Review 5: Public Goods and Private Communities: The Market Provision of Social Services, by Fred Foldvary (1994)
Reviewed by:
R.A. Beauregard,
University of Pittsburgh,
Choice, Vol. 32 No. 1 (Sept. 94)

"For those with a Lockean bent, governments threaten individual rights and often deliver goods and services inefficiently. Yet, governments are needed to provide public goods (such as weather reporting) that are expensive, have broad social consequences, and are indivisible, thus leading to free riders. Supposedly, markets fail at providing such goods. Foldvary’s goal is to debunk this rationale. He constructs a thorough, impressive argument for the provision of public goods through nongovernmental bodies; specifically, consensual territorial communities.

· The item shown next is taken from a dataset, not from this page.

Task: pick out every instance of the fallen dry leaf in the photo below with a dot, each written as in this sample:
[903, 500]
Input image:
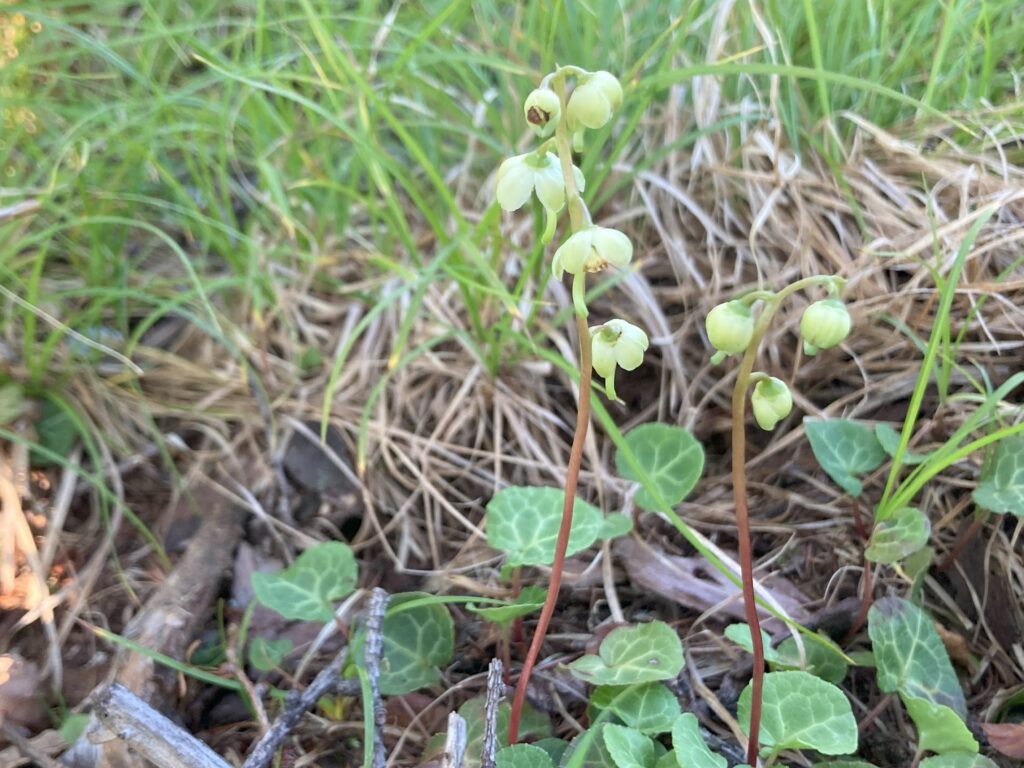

He argues that the spatiality of public goods means that their benefits are capitalized in site values, thus allowing site rents to be charged. This enables people to form proprietary communities to supply themselves with public goods and thereby bypass governmental inefficiencies and enhance individual rights. His argument – drawing on philosophical premises, public choice theory, and mathematical formulations – is sophisticated and includes illustrations of successful applications (e.g. Walt Disney World, resident associations, land trusts). The book contributes a significant argument to debates over the limits to government and the increasing privatization of society.”